Practical Implementation Considerations

• SFT Data: Focus on prompt diversity first. If collecting diverse prompts is hard, increase responses per prompt (generated by a capable teacher model). Train for ~5 epochs.
• RL Training:
  • Use on-policy GRPO with token-level rewards.
  • The initial RL stage (e.g., Math-only Stage-1 with 8K context) is important for reasoning compression, even if immediate benchmark gains aren't seen.
  • Carefully tune sampling temperature during RL policy rollout to maintain adjusted entropy around 0.3. This might be higher than the optimal inference temperature.
  • Apply overlong filtering (masking truncated samples) in early RL stages with shorter context limits.

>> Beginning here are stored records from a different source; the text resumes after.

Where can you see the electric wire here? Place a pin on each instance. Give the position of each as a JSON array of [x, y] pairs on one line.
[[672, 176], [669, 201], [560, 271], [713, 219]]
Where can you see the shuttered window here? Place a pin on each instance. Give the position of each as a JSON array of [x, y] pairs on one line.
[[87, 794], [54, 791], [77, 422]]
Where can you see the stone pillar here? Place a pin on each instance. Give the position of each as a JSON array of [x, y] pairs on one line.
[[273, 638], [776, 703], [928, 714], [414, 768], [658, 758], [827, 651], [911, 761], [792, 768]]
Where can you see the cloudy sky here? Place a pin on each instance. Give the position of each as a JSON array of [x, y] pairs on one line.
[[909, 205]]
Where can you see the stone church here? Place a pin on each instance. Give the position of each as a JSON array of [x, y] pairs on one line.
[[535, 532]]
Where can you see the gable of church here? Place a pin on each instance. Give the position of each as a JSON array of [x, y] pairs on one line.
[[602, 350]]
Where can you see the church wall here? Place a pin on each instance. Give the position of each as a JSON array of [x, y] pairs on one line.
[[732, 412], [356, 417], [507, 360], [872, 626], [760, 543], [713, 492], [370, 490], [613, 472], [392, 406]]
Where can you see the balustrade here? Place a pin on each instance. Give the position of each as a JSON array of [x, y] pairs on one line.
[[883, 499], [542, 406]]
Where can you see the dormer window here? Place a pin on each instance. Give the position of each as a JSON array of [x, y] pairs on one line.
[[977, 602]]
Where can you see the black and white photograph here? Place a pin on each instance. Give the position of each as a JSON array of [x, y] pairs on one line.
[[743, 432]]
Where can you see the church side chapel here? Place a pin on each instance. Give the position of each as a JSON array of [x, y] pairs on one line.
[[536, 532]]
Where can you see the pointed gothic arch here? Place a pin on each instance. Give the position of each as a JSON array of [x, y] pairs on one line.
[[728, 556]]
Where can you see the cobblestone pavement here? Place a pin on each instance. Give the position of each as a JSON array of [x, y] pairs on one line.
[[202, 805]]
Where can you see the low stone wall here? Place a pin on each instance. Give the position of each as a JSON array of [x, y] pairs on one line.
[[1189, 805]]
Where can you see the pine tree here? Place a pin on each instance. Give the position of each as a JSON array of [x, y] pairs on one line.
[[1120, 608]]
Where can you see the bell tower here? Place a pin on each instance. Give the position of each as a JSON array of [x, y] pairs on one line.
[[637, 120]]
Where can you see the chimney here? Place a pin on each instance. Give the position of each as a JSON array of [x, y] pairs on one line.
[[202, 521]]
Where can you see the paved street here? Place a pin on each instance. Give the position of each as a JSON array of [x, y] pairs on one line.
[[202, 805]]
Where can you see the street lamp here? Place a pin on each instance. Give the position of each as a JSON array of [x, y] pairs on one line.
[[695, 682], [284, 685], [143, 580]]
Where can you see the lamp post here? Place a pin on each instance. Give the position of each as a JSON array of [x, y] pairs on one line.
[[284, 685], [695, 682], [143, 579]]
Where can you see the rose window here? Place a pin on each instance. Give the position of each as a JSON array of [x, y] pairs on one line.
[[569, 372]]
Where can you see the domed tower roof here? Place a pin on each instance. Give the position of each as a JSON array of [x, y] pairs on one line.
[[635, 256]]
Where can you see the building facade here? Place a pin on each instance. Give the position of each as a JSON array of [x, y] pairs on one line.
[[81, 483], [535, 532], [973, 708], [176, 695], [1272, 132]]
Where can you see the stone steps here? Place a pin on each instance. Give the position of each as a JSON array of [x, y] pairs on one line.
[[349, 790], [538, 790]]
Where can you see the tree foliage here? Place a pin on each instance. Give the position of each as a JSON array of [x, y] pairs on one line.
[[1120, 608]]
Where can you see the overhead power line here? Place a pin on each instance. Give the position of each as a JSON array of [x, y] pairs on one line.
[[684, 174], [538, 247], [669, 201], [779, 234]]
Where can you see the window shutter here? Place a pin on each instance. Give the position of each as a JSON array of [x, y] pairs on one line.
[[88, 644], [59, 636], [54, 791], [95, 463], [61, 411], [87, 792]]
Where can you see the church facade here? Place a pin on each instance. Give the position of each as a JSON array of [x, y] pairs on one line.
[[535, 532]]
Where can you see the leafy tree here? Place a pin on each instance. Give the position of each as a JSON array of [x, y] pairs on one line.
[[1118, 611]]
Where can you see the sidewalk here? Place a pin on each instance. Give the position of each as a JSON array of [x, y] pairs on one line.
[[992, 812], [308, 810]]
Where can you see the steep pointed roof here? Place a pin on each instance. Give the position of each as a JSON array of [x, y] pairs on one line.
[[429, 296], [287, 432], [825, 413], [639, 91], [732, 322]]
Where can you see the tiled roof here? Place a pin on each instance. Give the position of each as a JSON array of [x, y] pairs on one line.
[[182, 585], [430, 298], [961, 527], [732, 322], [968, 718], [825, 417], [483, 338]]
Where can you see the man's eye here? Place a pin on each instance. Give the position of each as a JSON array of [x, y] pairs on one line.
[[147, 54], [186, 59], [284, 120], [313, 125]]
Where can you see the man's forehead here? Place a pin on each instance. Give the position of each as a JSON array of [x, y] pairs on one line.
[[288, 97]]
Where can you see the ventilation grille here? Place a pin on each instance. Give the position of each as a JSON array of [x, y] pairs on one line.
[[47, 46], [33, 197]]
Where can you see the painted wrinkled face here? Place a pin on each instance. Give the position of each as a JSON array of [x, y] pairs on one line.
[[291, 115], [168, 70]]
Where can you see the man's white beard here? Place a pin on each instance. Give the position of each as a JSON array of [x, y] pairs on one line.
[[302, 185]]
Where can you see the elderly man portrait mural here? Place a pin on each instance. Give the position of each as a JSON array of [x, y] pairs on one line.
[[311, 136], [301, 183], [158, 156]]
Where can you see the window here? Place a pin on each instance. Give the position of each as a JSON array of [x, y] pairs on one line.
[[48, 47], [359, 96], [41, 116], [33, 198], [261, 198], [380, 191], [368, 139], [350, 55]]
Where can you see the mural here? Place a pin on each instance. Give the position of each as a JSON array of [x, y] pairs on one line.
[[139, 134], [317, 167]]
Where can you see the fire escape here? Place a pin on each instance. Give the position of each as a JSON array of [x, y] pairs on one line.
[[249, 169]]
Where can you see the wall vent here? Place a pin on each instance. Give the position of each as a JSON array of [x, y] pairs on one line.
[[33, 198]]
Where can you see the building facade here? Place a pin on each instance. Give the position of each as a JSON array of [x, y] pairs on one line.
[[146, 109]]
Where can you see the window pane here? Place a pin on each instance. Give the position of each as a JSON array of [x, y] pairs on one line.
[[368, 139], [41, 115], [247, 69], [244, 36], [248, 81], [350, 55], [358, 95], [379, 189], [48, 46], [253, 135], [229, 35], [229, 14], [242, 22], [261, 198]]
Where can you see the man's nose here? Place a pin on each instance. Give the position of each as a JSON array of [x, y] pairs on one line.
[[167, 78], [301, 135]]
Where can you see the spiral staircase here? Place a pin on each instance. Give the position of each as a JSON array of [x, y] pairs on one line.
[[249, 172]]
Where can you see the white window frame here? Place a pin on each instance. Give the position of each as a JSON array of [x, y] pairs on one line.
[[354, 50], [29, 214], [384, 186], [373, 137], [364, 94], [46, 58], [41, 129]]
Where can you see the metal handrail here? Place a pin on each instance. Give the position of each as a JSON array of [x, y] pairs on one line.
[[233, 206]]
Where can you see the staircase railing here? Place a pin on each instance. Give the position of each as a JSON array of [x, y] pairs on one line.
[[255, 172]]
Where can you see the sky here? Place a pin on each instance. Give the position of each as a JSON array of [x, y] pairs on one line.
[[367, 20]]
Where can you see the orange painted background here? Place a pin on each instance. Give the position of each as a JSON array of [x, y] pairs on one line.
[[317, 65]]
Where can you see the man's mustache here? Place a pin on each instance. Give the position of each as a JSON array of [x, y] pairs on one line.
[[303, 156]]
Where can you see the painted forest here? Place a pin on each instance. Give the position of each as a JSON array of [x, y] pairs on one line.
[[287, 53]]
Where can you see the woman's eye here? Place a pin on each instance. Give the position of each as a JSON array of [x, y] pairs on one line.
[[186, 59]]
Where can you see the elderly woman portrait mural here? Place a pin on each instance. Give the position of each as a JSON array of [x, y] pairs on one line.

Consider removing it or assigning negative penalties in later stages with longer context limits to encourage conciseness.
  • A staged curriculum for RL, gradually increasing response length and problem difficulty, is effective.
  • Math-focused RL can generalize and improve coding abilities.

The paper provides a detailed recipe for post-training LLMs for reasoning tasks, emphasizing the systematic paper of SFT data scaling and RL training dynamics. The released model and data facilitate further research and application.